To be sure, there were a few companies that were early adopters of number-crunching HPC and continue to use it to great benefit. They generally employ their own internal computing resources. You can find some of them listed in the Top500 list, while others see competitive advantage in remaining invisible. What was missing then was an open, generally available, and well-supported commercial HPC infrastructure that could be used by much broader segments of the economy.
A few decades ago, there was an attempt to stand up commercial computer service bureaus and make supercomputing generally available. This attempt was less than successful, serving to reinforce the notion that custody of resources should be left to the government, its contractors, and perhaps a few other stalwarts.
Today, the computing and networking environment is vastly improved and our economic incentives to compute are intense. Data sciences and analytics have led the way in clearly establishing that commercial HPC is a viable enterprise. In many dimensions, this commercial form of HPC is now larger than our traditional government-sponsored form.
This presents all of us, including the federal HPC establishment, with the opportunity to embrace commercial HPC and to strengthen and grow it into a fabric to support the innovation in products and services that we’ve identified as necessary for the future health of our economy.
To be clear, embracing and using commercial HPC resources would not serve as a replacement for the vitally important work done by our government HPC complex. Rather, it would free this complex to pursue its essential role in HPC: pathfinding our computing future and making it real.

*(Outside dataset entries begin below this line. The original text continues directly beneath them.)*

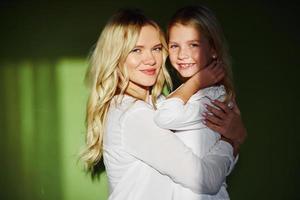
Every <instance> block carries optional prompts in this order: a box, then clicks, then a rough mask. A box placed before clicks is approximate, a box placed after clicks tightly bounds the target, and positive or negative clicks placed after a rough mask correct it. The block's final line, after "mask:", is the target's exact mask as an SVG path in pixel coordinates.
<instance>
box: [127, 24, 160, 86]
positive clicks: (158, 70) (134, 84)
mask: <svg viewBox="0 0 300 200" xmlns="http://www.w3.org/2000/svg"><path fill="white" fill-rule="evenodd" d="M162 64H163V54H162V44H161V41H160V38H159V32H158V30H157V29H156V28H154V27H153V26H150V25H147V26H144V27H142V29H141V32H140V35H139V38H138V41H137V43H136V45H135V47H134V48H133V50H132V51H131V52H130V53H129V55H128V56H127V58H126V61H125V67H127V70H128V73H129V80H130V85H134V87H139V88H146V89H148V88H149V87H150V86H153V85H154V84H155V82H156V79H157V75H158V73H159V70H160V68H161V66H162Z"/></svg>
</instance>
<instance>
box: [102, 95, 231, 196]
mask: <svg viewBox="0 0 300 200" xmlns="http://www.w3.org/2000/svg"><path fill="white" fill-rule="evenodd" d="M115 99H116V98H115ZM154 114H155V110H154V109H153V107H152V106H151V105H150V104H147V103H146V102H143V101H139V100H135V99H134V98H132V97H130V96H126V95H125V96H124V98H123V99H122V101H121V103H119V104H118V103H115V102H114V101H112V103H111V106H110V109H109V112H108V115H107V121H106V129H105V134H104V138H103V150H104V152H103V158H104V164H105V167H106V172H107V176H108V181H109V190H110V192H109V199H110V200H118V199H120V200H126V199H128V200H141V199H142V200H148V199H149V200H153V199H157V200H160V199H161V200H171V199H176V198H174V187H173V186H174V183H177V184H179V185H181V186H182V187H185V188H189V190H191V191H193V192H194V193H196V194H215V193H216V192H218V191H219V189H220V187H221V185H222V183H223V182H224V179H225V177H226V175H227V174H228V173H229V171H230V168H231V165H233V163H234V161H233V159H234V158H233V149H232V146H231V145H230V144H228V143H227V142H225V141H218V142H217V144H216V145H214V146H213V148H212V149H211V150H210V151H209V152H208V153H207V154H206V155H205V156H203V157H199V156H197V155H196V154H195V153H193V151H192V150H191V149H190V148H189V147H187V146H186V145H185V144H184V143H183V142H182V141H181V140H180V139H179V138H178V137H177V136H176V135H175V134H174V133H173V132H171V131H170V130H166V129H162V128H160V127H158V126H157V125H156V124H155V122H154V120H153V119H154Z"/></svg>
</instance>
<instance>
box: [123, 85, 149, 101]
mask: <svg viewBox="0 0 300 200" xmlns="http://www.w3.org/2000/svg"><path fill="white" fill-rule="evenodd" d="M126 93H127V94H129V95H130V96H133V97H135V98H137V99H140V100H143V101H147V100H148V96H149V87H143V86H140V85H137V84H135V83H133V82H131V81H130V82H129V85H128V87H127V89H126Z"/></svg>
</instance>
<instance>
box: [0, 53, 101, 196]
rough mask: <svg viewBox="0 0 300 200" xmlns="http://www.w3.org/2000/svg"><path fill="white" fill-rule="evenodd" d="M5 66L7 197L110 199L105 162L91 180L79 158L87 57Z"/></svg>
mask: <svg viewBox="0 0 300 200" xmlns="http://www.w3.org/2000/svg"><path fill="white" fill-rule="evenodd" d="M1 66H2V67H1V68H0V81H1V86H0V87H1V88H0V93H1V96H2V98H1V99H0V103H1V105H0V106H1V110H2V114H1V124H0V125H1V148H2V156H3V158H4V159H3V161H4V162H3V164H1V169H2V170H1V177H3V179H2V178H1V179H2V181H1V188H2V189H1V199H16V200H17V199H28V200H29V199H30V200H32V199H49V200H53V199H57V200H59V199H64V200H68V199H70V200H71V199H72V200H74V199H78V200H79V199H98V200H99V199H106V197H107V184H106V182H107V181H106V175H105V173H99V172H103V171H104V166H103V164H102V165H101V164H100V165H98V173H97V179H95V181H91V179H90V177H89V175H87V174H85V173H84V171H83V170H82V169H83V167H82V164H81V163H78V162H77V160H78V153H79V150H80V148H81V147H82V146H83V141H84V133H85V129H84V118H85V104H86V98H87V91H86V88H85V86H84V83H83V78H84V75H85V70H86V66H87V65H86V62H85V61H84V60H82V59H62V60H60V61H57V62H53V61H48V60H39V61H33V62H32V61H24V62H18V63H14V62H5V63H1ZM4 172H5V173H4ZM96 180H99V181H96Z"/></svg>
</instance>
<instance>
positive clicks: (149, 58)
mask: <svg viewBox="0 0 300 200" xmlns="http://www.w3.org/2000/svg"><path fill="white" fill-rule="evenodd" d="M143 63H144V64H145V65H151V66H153V65H155V64H156V60H155V57H154V56H153V54H152V52H147V53H145V56H144V59H143Z"/></svg>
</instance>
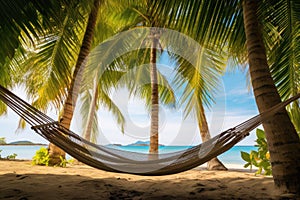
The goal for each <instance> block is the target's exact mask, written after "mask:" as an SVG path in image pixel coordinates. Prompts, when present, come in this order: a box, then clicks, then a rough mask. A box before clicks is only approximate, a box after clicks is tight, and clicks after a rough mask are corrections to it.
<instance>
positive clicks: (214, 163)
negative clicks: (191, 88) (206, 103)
mask: <svg viewBox="0 0 300 200" xmlns="http://www.w3.org/2000/svg"><path fill="white" fill-rule="evenodd" d="M199 115H200V116H199V117H200V119H198V123H199V124H198V126H199V129H200V135H201V139H202V142H205V141H207V140H209V139H211V136H210V133H209V128H208V123H207V120H206V116H205V111H204V108H203V105H202V104H200V113H199ZM207 169H208V170H227V168H226V167H225V166H224V165H223V163H222V162H221V161H220V160H219V159H218V158H217V157H215V158H213V159H211V160H210V161H208V162H207Z"/></svg>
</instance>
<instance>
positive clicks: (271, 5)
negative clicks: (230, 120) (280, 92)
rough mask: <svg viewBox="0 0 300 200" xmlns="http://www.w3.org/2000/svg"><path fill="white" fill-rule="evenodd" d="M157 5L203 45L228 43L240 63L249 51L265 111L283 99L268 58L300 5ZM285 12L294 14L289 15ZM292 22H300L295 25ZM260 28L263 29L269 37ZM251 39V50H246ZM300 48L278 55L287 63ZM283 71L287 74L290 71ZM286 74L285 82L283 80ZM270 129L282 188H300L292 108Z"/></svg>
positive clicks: (237, 3)
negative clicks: (261, 28) (264, 45)
mask: <svg viewBox="0 0 300 200" xmlns="http://www.w3.org/2000/svg"><path fill="white" fill-rule="evenodd" d="M242 3H243V4H242ZM258 4H259V7H258ZM257 7H258V8H257ZM153 9H154V10H156V13H157V15H169V18H168V19H167V20H166V23H167V24H172V25H173V26H174V27H177V28H178V29H179V30H181V31H182V32H184V33H187V34H188V35H191V36H192V37H193V38H195V39H196V40H197V41H199V42H200V44H201V45H203V46H214V44H215V43H216V42H217V43H218V44H223V46H224V47H225V46H226V45H227V48H228V52H229V53H230V54H231V56H233V57H235V58H238V60H239V61H240V62H242V61H245V55H248V56H247V57H248V59H249V69H250V75H251V79H252V87H253V90H254V94H255V99H256V102H257V105H258V108H259V111H260V112H262V111H264V110H266V109H267V108H269V107H271V106H273V105H275V104H276V103H278V102H280V101H281V99H280V96H279V94H278V92H277V89H276V87H275V84H274V81H273V79H272V76H271V73H270V69H269V66H268V62H267V61H268V60H267V58H270V54H271V52H274V49H276V46H277V45H278V42H280V40H278V37H276V38H275V40H274V37H273V36H274V33H278V36H279V37H280V36H281V35H280V34H281V33H282V32H279V31H278V30H276V29H279V30H280V28H282V29H288V30H293V28H291V27H293V25H294V26H295V24H297V23H299V5H298V4H297V3H295V2H293V3H291V2H290V1H284V0H282V1H273V0H269V1H262V2H259V3H258V1H255V0H244V1H241V0H236V1H201V2H200V1H173V0H169V1H166V2H164V4H163V5H162V4H160V3H159V2H158V1H153ZM291 13H292V14H291ZM257 14H259V15H258V16H259V18H258V17H257ZM266 14H268V15H267V16H266ZM275 16H276V17H275ZM285 16H289V17H287V18H285ZM180 18H185V21H183V22H180V20H179V19H180ZM287 19H288V20H287ZM243 20H244V21H243ZM259 21H260V22H261V24H259ZM292 21H294V24H293V23H291V22H292ZM279 27H280V28H279ZM296 27H297V26H296ZM260 28H262V30H263V31H262V33H263V35H262V34H261V30H260ZM274 30H275V31H274ZM245 32H246V34H245ZM246 36H247V37H246ZM285 36H288V38H285V39H284V41H294V38H295V37H296V36H295V35H292V34H285ZM246 38H247V48H248V54H247V53H245V51H244V49H245V47H246V45H245V41H246ZM281 39H283V38H281ZM264 42H265V44H267V45H266V46H264ZM297 49H298V48H296V49H293V50H292V49H291V48H289V49H285V50H286V51H281V55H278V52H277V54H274V55H276V56H277V57H278V58H281V59H280V60H281V62H282V61H284V62H286V61H289V59H286V58H288V57H287V55H299V53H297V52H295V50H297ZM216 51H217V50H216ZM297 51H298V50H297ZM266 54H267V55H268V57H267V56H266ZM296 66H297V65H296ZM277 70H279V69H277ZM296 71H297V70H296ZM277 72H279V71H277ZM281 72H282V73H285V75H287V72H283V71H281ZM273 74H274V71H273ZM282 77H283V76H281V78H280V81H282V80H283V79H282ZM277 84H278V82H277ZM264 128H265V131H266V135H267V140H268V145H269V150H270V154H271V160H272V169H273V178H274V182H275V184H276V186H277V187H278V188H279V189H280V190H281V191H287V192H297V191H300V190H299V182H300V181H299V176H298V175H299V169H300V167H299V166H300V163H299V160H300V159H299V155H300V154H299V149H300V143H299V138H298V136H297V134H296V132H295V129H294V127H293V125H292V123H291V121H290V119H289V118H288V115H287V113H286V111H282V112H280V113H279V114H277V115H276V116H274V117H273V118H270V120H269V121H268V122H266V123H264ZM289 166H290V167H289ZM286 169H289V170H286Z"/></svg>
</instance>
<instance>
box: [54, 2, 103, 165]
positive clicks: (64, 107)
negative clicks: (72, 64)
mask: <svg viewBox="0 0 300 200" xmlns="http://www.w3.org/2000/svg"><path fill="white" fill-rule="evenodd" d="M99 7H100V0H95V1H94V6H93V8H92V10H91V13H90V15H89V19H88V24H87V27H86V30H85V33H84V38H83V41H82V45H81V48H80V52H79V55H78V59H77V63H76V65H75V70H74V73H73V78H72V81H71V86H70V88H69V90H68V96H67V99H66V101H65V104H64V109H63V116H62V120H61V125H62V126H64V127H66V128H68V129H69V128H70V124H71V121H72V118H73V113H74V108H75V105H76V101H77V98H78V93H79V88H80V84H81V80H82V76H83V70H84V66H85V59H86V57H87V56H88V54H89V52H90V49H91V44H92V39H93V35H94V30H95V26H96V21H97V15H98V10H99ZM60 157H62V158H65V152H64V151H63V150H61V149H60V148H59V147H57V146H55V145H54V144H51V143H50V145H49V158H50V161H49V164H50V165H56V164H59V163H60Z"/></svg>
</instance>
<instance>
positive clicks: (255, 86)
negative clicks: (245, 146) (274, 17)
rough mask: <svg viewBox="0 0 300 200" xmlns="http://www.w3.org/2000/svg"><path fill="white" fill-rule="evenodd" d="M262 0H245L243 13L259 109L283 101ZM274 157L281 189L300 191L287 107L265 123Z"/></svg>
mask: <svg viewBox="0 0 300 200" xmlns="http://www.w3.org/2000/svg"><path fill="white" fill-rule="evenodd" d="M257 4H258V0H244V2H243V14H244V26H245V32H246V39H247V50H248V59H249V69H250V75H251V81H252V86H253V90H254V95H255V100H256V103H257V106H258V109H259V112H260V113H261V112H263V111H265V110H266V109H268V108H270V107H272V106H274V105H276V104H277V103H279V102H281V99H280V96H279V94H278V92H277V90H276V87H275V85H274V81H273V79H272V77H271V74H270V70H269V66H268V64H267V58H266V52H265V48H264V44H263V41H262V35H261V32H260V30H259V23H258V19H257V15H256V10H257V6H258V5H257ZM263 127H264V129H265V132H266V138H267V141H268V148H269V151H270V156H271V164H272V171H273V178H274V182H275V185H276V186H277V188H278V189H280V191H281V192H291V193H296V192H298V193H299V191H300V142H299V137H298V135H297V133H296V131H295V128H294V126H293V124H292V123H291V120H290V118H289V116H288V114H287V112H286V110H285V109H283V110H282V111H281V112H279V113H277V114H276V115H274V116H273V117H271V118H270V119H269V120H268V121H266V122H265V123H264V124H263Z"/></svg>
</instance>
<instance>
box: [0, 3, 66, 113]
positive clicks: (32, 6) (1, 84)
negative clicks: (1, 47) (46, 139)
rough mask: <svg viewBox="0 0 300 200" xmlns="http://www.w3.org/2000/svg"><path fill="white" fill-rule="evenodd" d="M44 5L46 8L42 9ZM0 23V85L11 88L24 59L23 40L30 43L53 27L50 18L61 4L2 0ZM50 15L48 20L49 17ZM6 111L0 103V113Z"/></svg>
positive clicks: (2, 105)
mask: <svg viewBox="0 0 300 200" xmlns="http://www.w3.org/2000/svg"><path fill="white" fill-rule="evenodd" d="M45 5H47V8H48V9H47V10H44V7H45ZM0 7H1V8H0V10H1V16H0V17H1V19H2V20H1V22H0V29H1V31H0V38H1V40H2V42H1V46H2V48H1V50H0V70H1V75H0V84H1V85H3V86H5V87H11V88H12V87H14V86H15V85H17V84H18V83H19V80H18V79H19V78H20V77H21V76H20V71H22V67H20V63H21V62H23V61H24V59H26V58H27V55H26V48H24V43H27V42H33V41H36V40H38V39H39V37H40V36H41V35H44V34H46V31H45V27H47V28H49V27H53V26H52V24H53V23H52V22H51V21H52V20H54V21H56V20H57V15H54V13H59V11H61V4H60V3H57V2H55V1H51V0H49V1H44V2H38V1H31V0H29V1H26V2H24V1H19V0H16V1H13V2H8V1H1V2H0ZM50 16H52V17H51V19H50ZM5 112H6V106H5V105H4V104H3V103H2V102H1V103H0V113H1V114H3V113H5Z"/></svg>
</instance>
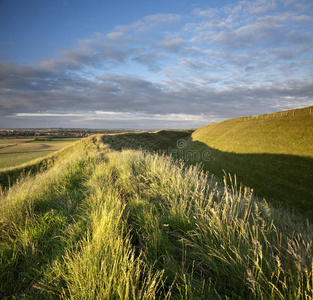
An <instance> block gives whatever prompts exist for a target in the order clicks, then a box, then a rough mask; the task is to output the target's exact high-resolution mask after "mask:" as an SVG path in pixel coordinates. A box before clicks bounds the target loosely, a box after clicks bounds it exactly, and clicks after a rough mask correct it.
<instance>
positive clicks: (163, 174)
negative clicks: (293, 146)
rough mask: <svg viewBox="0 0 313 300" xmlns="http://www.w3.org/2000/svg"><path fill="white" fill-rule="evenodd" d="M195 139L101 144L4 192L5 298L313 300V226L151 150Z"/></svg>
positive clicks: (33, 168)
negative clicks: (127, 149) (153, 151)
mask: <svg viewBox="0 0 313 300" xmlns="http://www.w3.org/2000/svg"><path fill="white" fill-rule="evenodd" d="M188 136H190V132H183V131H182V132H169V131H159V132H155V133H144V132H143V133H137V134H133V133H132V134H118V135H96V136H91V137H89V138H85V139H82V140H81V141H79V142H77V143H75V144H73V145H72V146H70V147H68V148H65V149H63V150H61V151H59V152H57V153H55V154H53V155H51V156H49V157H46V158H45V159H41V160H37V161H34V162H32V163H29V164H27V165H24V169H26V171H27V170H28V171H29V170H31V171H32V172H29V174H28V175H27V174H25V175H23V176H22V177H20V178H19V179H18V180H17V179H16V180H12V181H11V184H10V186H6V188H5V189H4V190H3V191H2V192H1V193H0V298H2V299H108V300H109V299H125V300H126V299H186V300H187V299H313V270H312V266H313V253H312V237H313V230H312V229H313V228H312V225H310V224H309V223H308V222H305V220H304V219H303V218H299V216H298V215H296V214H292V213H289V212H288V213H287V212H286V211H285V210H284V209H283V208H273V207H271V206H269V205H268V204H266V203H265V202H260V201H259V200H258V199H256V198H254V197H253V195H252V194H251V192H250V190H249V189H246V188H239V187H238V186H236V184H235V182H234V180H233V179H232V178H231V177H227V178H225V179H224V182H220V181H217V180H216V179H215V178H213V177H210V176H208V175H207V174H205V173H203V172H201V171H200V170H199V169H198V167H195V166H190V167H187V166H185V165H184V164H182V163H181V162H178V161H175V160H174V159H172V158H171V157H170V156H167V155H164V154H157V153H153V152H152V151H151V150H156V151H158V150H164V149H166V148H173V147H174V145H175V143H176V142H177V141H182V140H185V139H188ZM132 147H134V148H135V149H139V150H134V149H130V148H132ZM125 148H129V149H128V150H127V149H125ZM140 149H146V150H148V151H144V150H140ZM22 169H23V167H19V168H15V169H9V170H6V171H5V172H11V173H10V174H11V175H12V174H13V175H14V174H15V175H16V174H19V173H20V172H21V170H22ZM26 171H25V172H24V173H27V172H26ZM8 174H9V173H5V175H8ZM16 176H17V175H16ZM4 185H6V182H5V183H4Z"/></svg>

If HPC resources and services that are currently provided by the government complex can be provided commercially, then we should avail ourselves of this opportunity to build out our national computing infrastructure and actively support economic growth. If aspects of the current commercial offerings fall short of our number- and data-crunching needs, then we should aggressively transfer the knowledge and technologies necessary to remedy those shortcomings. Perhaps most importantly, we should use these commercial resources to the maximal extent feasible, to help grow and strengthen the marketplace and its offerings.
The premises on which we have built our HPC enterprise have clearly changed over the past several decades. While those premises served us well in getting HPC established, they may now be limiting its further development. Perhaps it’s time to jailbreak HPC.
About the author
Gary M. Johnson is the founder of Computational Science Solutions, LLC, whose mission is to develop, advocate, and implement solutions for the global computational science and engineering community.
Dr. Johnson specializes in management of high performance computing, applied mathematics, and computational science research activities; advocacy, development, and management of high performance computing centers; development of national science and technology policy; and creation of education and research programs in computational engineering and science.
He has worked in Academia, Industry and Government. He has held full professorships at Colorado State University and George Mason University, been a researcher at United Technologies Research Center, and worked for the Department of Defense, NASA, and the Department of Energy.
He is a graduate of the U.S. Air Force Academy; holds advanced degrees from Caltech and the von Karman Institute; and has a Ph.D. in applied sciences from the University of Brussels.